L'URSS dopo il crollo del muro
di Berlino
I cambiamenti apportati dalla
glasnost e dalla perestojka
di M.Gorbaciov
ebbero una grande influenza sui rapporti
tra l'URSS ed i suoi paesi satelliti. La volontà di confinare la
'ristrutturazione' del sistema socialista esclusivamente all'interno
delle Repubbliche Sovietiche si scontrò con forti problemi economici e
soprattutto politici, determinati dall'incerto consenso popolare che reggeva i
paesi comunisti dell'Europa Orientale. L'URSS dovette rivedere in maniera
radicale i propri rapporti con i paesi dell'Est, che, a causa della crisi
economica degli ultimi anni, erano diventati un peso per la sua economia.
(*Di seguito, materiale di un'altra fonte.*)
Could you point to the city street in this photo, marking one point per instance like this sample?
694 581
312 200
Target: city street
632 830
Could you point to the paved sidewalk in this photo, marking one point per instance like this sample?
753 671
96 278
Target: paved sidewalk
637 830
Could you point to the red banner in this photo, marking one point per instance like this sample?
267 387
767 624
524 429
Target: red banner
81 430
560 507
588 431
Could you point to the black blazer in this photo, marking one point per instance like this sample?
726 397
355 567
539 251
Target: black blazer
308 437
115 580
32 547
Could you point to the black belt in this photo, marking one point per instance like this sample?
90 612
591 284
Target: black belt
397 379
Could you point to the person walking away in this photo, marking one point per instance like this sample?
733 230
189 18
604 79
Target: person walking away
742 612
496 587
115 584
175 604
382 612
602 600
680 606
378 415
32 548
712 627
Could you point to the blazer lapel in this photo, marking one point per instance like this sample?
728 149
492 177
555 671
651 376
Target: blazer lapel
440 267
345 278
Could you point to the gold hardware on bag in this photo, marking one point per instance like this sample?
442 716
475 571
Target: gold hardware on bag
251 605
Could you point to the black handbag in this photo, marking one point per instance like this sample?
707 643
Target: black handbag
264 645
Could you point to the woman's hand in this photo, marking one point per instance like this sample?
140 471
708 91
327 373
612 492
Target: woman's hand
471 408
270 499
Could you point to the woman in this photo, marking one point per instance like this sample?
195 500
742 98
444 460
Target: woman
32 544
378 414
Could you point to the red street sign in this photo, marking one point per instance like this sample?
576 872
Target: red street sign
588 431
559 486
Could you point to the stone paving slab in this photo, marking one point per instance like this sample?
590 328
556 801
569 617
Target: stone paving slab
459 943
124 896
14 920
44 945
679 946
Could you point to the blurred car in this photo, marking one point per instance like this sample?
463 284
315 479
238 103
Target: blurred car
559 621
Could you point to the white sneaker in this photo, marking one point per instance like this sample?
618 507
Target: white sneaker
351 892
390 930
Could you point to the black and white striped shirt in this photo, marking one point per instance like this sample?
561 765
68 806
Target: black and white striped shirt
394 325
Questi cambiamenti superavano di gran lunga i piani della perestrojka. I sei paesi che componevano il blocco
socialista (Polonia, RDT,
Cecoslovacchia, Ungheria, Romania e Bulgaria) assunsero posizioni differenti
nei confronti delle riforme di Gorbaciov. Da un lato Polonia ed Ungheria dove
governo e società erano determinati ad appoggiare il leader del Cremlino,
sapendo che le riforme sarebbero andate ben oltre quelle tentate in Unione
Sovietica. Dal lato opposto vi erano i governi di Cecoslovacchia, Romania, bulgaria e RDT, che senza il consenso popolare, avevano
deciso di contrastare la perestrojka e tutte le eventuali riforme che potevano mettere in pericolo la
stabilità del loro sistema socialista. Conseguentemente alle elezioni
sovietiche del 1989 esplosero rivolte in quasi tutti i paesi del blocco
comunista, infatti ora che la patria del socialismo si
avviava a diventare un paese democratico, i regimi dittatoriali non avevano più
ragion d'essere all'interno del blocco. A partire dal 'crollo del muro di
Berlino' le azioni di protesta nei paesi dell'Europa Orientale si
moltiplicarono, accelerando il moto riformatore. In Cecoslovacchia un forte
movimento di protesta guidato da Vàclav Havel, in seguito alle numerose manifestazioni, presentò un
piano riformatore che il Partito fu costretto a prendere in
considerazione per cercare di salvare la situazione. Alla fine del dicembre del
1989 V.Havel diventò il presidente della Repubblica
Cecoslovacca. A Bucarest la rivolta invece fu molto violenta e portò
alla fucilazione del leader N.Ceausescu
e di sua moglie, mentre a Sofia il Presidente bulgaro T.Zikov
era costretto a dare le dimissioni. La velocità degli avvenimenti superò ogni
previsione e M.Gorbaciov perse ogni controllo delle riforme nell'Europa Orientale e
perfino all'interno del 'suo' paese.